Abstract
Bu çalışmada, asetoksibenzoik asidin kristal yapısı ve moleküller arası etkileşimleri analiz edilmiştir. Kristal yapı analizi sonucunda, karbon (C), oksijen (O) ve hidrojen (H) atomlarının düzenlenmesi ve kimyasal bağları belirlenmiştir. Oksijen atomlarının moleküle polar karakter kazandırdığı ve hidrojen bağları gibi moleküller arası etkileşimlerde önemli bir rol üstlendiği tespit edilmiştir. CrystalExplorer yazılımı kullanılarak yapılan Hirshfeld yüzey analizi, molekülün çözücü moleküllerle olan etkileşimlerine odaklanmıştır. Bu analiz sayesinde moleküler etkileşimler ve yapı hakkında daha kapsamlı bir anlayış elde edilmiştir. Ayrıca, molekülün elektron yoğunluğu, eğrilik ve yüzey şekil indeksleri gibi özellikler haritalandırılmıştır. Asetoksibenzoik asidin yapısal ve elektronik özellikleri görselleştirilmiş, bu sayede kimyasal ve fiziksel özelliklerine dair daha derin bir anlayış kazanılmıştır. XRD analizi, molekülün kristalliğini ve tepe noktalarının konumlarıyla kristal yapının detaylarını ortaya koymuştur. Bu çalışma, asetoksibenzoik asidin moleküler yapısını ve etkileşim özelliklerini aydınlatarak moleküler düzeyde tepkime tahminlerine katkı sağlamıştır.
References
- Klemperer, W. (1992). Intermolecular interactions. Science, 257(5072), 887-888.

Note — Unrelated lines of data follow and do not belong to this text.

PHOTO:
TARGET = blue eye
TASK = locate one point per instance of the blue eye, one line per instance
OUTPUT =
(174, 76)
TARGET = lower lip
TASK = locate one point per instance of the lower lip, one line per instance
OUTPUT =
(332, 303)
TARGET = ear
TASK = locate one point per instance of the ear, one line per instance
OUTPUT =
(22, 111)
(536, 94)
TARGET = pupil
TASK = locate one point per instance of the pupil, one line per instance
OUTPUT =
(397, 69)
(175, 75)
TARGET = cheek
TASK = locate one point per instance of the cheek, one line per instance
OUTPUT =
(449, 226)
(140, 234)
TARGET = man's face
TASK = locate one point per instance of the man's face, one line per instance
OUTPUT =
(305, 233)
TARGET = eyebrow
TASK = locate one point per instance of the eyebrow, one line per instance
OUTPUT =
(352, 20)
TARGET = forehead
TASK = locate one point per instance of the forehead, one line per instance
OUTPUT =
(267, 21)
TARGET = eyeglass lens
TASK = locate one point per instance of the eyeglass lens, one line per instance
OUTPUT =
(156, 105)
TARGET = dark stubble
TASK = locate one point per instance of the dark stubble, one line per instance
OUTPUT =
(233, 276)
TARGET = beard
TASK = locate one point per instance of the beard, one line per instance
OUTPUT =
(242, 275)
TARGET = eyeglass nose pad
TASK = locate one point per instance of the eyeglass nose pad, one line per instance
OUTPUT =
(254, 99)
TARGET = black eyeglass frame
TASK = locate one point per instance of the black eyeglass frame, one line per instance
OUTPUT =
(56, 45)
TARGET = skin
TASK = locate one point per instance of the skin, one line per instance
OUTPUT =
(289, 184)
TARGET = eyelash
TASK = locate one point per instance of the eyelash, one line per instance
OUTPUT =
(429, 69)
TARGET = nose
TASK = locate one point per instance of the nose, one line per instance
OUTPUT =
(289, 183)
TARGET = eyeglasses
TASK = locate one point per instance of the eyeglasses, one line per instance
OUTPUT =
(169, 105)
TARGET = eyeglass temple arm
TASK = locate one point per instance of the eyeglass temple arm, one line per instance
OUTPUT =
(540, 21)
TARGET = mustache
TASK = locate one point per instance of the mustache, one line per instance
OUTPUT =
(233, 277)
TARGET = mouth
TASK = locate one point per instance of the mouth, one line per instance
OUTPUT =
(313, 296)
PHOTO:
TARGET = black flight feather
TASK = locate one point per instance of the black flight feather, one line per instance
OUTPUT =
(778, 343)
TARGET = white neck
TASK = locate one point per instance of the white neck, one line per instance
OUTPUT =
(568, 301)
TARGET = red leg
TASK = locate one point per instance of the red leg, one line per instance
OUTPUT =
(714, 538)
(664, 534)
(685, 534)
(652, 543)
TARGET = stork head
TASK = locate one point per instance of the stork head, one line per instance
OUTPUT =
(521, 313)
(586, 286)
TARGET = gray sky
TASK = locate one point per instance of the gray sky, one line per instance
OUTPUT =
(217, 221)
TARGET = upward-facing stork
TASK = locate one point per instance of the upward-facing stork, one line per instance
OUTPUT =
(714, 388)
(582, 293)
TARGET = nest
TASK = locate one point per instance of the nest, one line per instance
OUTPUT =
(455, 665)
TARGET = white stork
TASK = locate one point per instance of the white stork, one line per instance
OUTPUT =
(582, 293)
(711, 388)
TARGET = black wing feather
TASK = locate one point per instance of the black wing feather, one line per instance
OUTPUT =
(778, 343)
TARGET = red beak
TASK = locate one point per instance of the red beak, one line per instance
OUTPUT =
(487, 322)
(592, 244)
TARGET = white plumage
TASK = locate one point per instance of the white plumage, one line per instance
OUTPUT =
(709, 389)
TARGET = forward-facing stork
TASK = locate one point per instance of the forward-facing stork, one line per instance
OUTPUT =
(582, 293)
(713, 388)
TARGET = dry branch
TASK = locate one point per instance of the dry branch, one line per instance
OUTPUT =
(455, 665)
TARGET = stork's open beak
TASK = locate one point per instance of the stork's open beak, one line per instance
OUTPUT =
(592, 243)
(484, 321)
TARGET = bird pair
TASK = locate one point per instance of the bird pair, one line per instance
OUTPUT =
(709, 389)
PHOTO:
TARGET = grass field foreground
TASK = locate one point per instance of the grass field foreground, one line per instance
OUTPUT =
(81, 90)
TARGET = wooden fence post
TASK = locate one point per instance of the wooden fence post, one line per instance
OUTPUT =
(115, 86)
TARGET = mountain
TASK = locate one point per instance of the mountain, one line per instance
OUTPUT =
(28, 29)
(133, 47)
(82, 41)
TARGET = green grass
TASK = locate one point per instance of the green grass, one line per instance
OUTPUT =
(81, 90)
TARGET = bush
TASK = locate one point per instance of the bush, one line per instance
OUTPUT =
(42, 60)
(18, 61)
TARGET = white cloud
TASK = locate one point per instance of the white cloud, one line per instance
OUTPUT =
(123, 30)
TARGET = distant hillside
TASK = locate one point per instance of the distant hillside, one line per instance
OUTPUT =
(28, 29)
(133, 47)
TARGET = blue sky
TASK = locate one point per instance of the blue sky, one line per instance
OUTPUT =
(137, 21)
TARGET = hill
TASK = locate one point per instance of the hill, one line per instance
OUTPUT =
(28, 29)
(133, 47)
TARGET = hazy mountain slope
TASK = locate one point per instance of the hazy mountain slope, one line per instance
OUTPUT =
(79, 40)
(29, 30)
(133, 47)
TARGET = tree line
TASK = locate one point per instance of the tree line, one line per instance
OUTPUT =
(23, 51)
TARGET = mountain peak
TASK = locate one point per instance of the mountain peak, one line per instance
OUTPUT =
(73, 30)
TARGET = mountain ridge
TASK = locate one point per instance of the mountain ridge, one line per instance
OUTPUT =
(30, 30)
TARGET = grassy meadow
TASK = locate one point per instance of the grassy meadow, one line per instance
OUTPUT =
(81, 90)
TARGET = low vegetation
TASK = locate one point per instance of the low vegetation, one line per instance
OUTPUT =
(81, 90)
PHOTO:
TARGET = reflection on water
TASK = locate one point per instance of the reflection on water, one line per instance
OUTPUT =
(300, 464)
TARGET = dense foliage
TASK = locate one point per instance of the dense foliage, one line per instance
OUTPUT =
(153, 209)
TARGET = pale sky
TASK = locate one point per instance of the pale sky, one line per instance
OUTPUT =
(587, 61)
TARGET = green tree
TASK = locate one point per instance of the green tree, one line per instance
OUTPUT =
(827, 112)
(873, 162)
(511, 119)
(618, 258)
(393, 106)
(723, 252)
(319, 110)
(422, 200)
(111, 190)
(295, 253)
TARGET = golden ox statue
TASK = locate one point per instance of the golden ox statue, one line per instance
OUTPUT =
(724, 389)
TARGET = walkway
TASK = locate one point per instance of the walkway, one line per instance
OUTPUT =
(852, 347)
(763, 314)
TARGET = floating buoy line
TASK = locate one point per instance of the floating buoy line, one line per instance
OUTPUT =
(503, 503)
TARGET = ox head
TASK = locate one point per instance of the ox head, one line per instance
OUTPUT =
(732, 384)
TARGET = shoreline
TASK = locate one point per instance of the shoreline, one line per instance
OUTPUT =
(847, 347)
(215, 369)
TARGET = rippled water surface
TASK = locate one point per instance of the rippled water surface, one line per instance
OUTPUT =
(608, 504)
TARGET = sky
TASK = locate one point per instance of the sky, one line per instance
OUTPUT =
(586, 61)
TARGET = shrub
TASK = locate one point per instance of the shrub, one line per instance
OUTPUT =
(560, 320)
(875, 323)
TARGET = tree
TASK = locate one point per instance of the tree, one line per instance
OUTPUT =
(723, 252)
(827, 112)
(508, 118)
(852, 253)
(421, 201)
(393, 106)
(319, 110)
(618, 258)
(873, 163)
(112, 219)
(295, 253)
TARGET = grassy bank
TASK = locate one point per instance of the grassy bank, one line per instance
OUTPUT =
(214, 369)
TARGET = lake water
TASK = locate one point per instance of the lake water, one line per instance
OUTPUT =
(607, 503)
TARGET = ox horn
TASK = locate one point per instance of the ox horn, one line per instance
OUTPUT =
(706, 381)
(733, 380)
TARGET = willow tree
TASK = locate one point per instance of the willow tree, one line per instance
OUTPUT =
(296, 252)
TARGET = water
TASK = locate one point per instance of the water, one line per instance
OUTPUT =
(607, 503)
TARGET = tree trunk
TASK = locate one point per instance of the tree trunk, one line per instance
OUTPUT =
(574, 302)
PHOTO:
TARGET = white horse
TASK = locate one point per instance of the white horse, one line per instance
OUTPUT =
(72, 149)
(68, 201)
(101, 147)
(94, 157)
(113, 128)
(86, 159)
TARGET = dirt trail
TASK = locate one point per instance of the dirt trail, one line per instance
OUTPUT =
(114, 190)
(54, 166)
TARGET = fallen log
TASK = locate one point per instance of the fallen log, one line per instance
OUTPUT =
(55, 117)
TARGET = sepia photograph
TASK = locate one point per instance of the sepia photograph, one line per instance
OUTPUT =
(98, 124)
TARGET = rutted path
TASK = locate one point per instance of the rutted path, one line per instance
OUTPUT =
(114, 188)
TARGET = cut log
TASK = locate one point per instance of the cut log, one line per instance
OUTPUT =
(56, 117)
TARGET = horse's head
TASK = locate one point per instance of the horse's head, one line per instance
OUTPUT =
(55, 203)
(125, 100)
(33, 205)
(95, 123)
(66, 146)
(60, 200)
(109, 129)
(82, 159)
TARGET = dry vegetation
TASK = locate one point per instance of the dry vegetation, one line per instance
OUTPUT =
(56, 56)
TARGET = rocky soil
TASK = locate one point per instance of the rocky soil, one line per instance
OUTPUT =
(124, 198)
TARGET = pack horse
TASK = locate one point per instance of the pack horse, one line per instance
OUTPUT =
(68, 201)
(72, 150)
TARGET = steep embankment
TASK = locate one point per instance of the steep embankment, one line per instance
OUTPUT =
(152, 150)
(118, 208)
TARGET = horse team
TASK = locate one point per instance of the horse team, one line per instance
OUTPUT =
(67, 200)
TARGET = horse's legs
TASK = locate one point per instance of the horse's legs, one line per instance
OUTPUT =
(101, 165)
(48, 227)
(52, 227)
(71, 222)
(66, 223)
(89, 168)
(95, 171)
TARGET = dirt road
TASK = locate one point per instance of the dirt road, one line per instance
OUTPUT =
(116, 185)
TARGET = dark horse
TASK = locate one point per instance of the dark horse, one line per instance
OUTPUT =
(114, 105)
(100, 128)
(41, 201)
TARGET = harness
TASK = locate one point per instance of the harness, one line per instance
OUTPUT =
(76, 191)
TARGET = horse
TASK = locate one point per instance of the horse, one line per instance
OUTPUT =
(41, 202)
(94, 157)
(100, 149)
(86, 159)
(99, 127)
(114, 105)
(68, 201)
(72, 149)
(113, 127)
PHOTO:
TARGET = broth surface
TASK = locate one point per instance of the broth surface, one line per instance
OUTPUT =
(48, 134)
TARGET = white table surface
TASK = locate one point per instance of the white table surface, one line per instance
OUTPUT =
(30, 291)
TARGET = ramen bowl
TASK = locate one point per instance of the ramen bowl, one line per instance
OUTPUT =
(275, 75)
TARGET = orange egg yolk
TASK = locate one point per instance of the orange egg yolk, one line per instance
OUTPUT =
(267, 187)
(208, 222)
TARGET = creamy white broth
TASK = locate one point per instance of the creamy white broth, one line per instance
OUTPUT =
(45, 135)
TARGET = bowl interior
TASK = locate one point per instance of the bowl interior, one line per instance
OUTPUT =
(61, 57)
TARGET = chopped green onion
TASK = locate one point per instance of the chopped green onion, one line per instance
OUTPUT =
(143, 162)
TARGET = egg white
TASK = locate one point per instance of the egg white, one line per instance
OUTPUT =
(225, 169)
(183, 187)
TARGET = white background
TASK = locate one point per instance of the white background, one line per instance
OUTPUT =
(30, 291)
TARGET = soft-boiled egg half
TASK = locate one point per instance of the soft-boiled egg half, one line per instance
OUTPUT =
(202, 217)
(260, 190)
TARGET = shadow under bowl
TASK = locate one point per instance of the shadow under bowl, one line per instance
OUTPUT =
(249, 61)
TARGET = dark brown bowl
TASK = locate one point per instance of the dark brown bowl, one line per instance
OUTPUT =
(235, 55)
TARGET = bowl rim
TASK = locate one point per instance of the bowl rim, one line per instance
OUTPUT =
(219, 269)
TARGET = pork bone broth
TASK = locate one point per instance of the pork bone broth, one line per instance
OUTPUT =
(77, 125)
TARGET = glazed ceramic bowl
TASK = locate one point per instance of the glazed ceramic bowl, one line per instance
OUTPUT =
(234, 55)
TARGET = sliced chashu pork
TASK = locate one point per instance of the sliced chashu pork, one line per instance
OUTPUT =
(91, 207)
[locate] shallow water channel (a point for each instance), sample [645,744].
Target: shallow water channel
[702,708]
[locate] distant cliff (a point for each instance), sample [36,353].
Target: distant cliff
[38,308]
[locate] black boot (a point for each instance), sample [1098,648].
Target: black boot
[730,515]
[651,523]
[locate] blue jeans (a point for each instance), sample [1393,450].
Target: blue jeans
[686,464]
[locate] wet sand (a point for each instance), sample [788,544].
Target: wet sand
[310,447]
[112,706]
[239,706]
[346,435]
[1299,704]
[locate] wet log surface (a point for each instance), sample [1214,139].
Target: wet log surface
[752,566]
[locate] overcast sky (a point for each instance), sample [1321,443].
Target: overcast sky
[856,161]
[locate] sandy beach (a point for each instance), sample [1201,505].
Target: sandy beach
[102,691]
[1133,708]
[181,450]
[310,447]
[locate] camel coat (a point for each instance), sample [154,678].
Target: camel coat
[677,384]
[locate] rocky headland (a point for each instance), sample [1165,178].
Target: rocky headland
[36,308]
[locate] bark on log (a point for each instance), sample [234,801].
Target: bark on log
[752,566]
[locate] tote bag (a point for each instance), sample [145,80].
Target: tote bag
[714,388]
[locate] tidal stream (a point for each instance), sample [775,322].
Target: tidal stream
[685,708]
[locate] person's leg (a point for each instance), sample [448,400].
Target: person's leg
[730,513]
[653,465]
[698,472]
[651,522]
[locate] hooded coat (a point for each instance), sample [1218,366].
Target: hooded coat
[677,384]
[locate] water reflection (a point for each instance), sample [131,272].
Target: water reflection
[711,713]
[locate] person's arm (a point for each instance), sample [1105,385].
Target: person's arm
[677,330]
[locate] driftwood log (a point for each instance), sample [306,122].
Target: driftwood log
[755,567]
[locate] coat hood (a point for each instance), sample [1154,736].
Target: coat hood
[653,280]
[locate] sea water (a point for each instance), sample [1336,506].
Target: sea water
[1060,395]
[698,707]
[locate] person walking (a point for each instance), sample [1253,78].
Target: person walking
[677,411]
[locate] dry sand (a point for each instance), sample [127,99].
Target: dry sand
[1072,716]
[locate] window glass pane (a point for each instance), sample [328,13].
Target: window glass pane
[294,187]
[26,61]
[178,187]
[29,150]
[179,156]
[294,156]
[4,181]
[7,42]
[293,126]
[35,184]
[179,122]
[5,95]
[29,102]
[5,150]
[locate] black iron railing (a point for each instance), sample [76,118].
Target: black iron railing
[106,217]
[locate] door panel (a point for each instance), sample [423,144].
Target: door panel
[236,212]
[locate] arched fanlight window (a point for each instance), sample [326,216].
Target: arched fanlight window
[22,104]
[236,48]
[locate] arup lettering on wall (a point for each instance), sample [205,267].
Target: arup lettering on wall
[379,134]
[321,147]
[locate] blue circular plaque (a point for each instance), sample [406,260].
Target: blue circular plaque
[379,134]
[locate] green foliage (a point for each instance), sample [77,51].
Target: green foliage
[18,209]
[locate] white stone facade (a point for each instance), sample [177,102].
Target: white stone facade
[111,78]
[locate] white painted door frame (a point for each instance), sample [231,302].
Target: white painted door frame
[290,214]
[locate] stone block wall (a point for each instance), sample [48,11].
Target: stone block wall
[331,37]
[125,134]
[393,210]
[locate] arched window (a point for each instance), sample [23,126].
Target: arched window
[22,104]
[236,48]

- Kaplan, I. G. (2006). Intermolecular interactions: physical picture, computational methods and model potentials. John Wiley & Sons.
- Spackman, M. A., & McKinnon, J. J. (2002). Fingerprinting intermolecular interactions in molecular crystals. CrystEngComm, 4(66), 378-392.
- Hunter, C. A. (2004). Quantifying intermolecular interactions: guidelines for the molecular recognition toolbox. Angewandte Chemie International Edition, 43(40), 5310-5324.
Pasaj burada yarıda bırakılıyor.